The expulsion of Lok Sabha Speaker Somnath Chatterjee from CPI(M) for defying the party diktat to step down ends on a bitter note the political journey of a man who was the marxist outfit's most articulate face with liberal views in Parliament for nearly four decades.
The disciplinary action against someone, who was elected to the Lok Sabha ten times on the party ticket beginning in 1971 and led the CPI(M) parliamentary party for decades, must have come as an unnerving experience for a cadre-based party.
While Chatterjee's expulsion was in the offing after he refused to toe the party line of stepping down as Speaker ahead of the trust vote, it was not the first time that the man, whose deep baritone voice, agrumentative skill of a lawyer that he is and clarity on issues left a mark in Lok Sabha, had differed with the party's official line.
Chatterjee, 79, was one of those in the party who had supported CPI(M) patriarch Jyoti Basu's candidature for Prime Ministership in 1996, a move that was shot dead by majority hardliners in the party culminating in the "historic blunder".
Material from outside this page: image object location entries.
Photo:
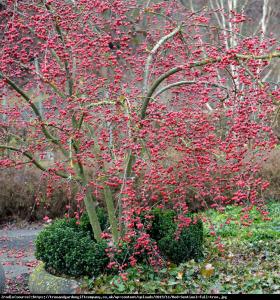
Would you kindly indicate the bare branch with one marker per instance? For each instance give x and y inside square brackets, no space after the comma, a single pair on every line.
[201,63]
[33,160]
[153,52]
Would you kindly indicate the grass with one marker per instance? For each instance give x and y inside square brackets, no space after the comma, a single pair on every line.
[244,260]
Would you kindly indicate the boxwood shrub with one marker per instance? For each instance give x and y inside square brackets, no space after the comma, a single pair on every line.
[66,249]
[188,246]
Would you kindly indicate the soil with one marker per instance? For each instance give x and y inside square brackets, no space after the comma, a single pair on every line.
[17,254]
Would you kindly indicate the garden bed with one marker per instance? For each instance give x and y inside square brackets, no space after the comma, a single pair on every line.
[248,262]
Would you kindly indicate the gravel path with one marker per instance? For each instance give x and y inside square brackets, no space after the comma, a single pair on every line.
[17,257]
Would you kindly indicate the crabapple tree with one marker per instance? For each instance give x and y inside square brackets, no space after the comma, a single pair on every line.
[143,104]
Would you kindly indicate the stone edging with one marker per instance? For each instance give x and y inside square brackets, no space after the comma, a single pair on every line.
[42,282]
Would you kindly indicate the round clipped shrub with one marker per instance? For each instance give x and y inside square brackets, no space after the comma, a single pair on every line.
[65,249]
[189,244]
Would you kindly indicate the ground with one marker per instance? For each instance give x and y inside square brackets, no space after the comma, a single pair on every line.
[17,254]
[247,261]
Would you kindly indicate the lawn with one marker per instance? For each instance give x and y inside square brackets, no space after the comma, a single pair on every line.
[244,260]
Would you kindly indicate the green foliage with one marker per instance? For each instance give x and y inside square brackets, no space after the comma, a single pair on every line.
[188,246]
[247,264]
[65,249]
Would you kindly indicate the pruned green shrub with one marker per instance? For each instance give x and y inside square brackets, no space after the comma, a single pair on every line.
[66,249]
[189,244]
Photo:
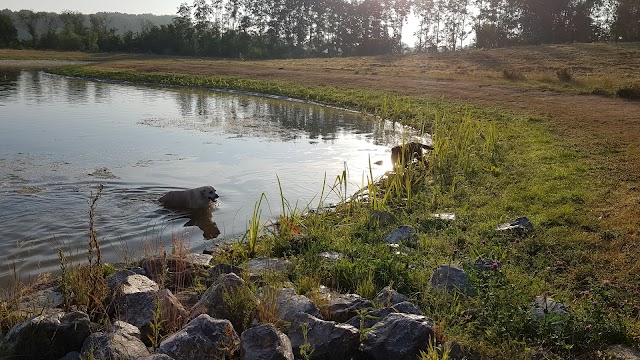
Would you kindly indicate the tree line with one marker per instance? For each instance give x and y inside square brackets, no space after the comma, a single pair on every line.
[315,28]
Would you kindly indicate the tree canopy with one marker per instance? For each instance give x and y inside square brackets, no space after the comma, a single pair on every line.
[315,28]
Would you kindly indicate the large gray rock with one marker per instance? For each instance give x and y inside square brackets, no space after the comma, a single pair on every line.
[213,301]
[176,271]
[452,278]
[48,336]
[398,336]
[382,218]
[202,338]
[265,342]
[374,316]
[289,304]
[327,339]
[114,345]
[521,223]
[404,234]
[389,297]
[136,300]
[345,306]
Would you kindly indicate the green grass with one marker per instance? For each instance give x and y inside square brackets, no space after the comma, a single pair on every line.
[488,166]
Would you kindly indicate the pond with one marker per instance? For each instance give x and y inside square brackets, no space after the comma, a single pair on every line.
[60,138]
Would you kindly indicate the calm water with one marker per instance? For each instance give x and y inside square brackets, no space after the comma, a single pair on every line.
[60,138]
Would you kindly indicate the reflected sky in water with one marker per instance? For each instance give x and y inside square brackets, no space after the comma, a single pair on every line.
[61,137]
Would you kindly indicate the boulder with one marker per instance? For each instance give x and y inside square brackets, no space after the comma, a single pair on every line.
[221,269]
[116,344]
[374,316]
[388,297]
[404,234]
[265,342]
[327,339]
[50,335]
[521,223]
[213,301]
[382,218]
[137,298]
[398,336]
[158,357]
[262,264]
[289,304]
[176,271]
[74,355]
[452,278]
[343,307]
[202,338]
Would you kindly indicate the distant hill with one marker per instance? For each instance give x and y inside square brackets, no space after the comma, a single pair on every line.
[119,21]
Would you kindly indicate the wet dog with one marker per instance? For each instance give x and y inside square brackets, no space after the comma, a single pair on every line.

Born in Tezpur in Assam on July 25, 1929 in a conservative family, Chatterjee's father was a Hindu Mahasabha leader.
Educated in Kolkata and England, Chatterjee obtained his post-graduate degree from the Cambridge and Bar-at-Law from Middle Temple, the UK, to become a lawyer.
It was in 1968 that he joined politics and CPI(M) and three years later he was elected to the Lok Sabha from his home constituency of Bolpur.
Gifted with debating skills and oratory power, Chatterjee excelled as a parliamentarian that saw him being propelled to the post of leader of CPI(M) parliamentary delegation for the first time in 1989.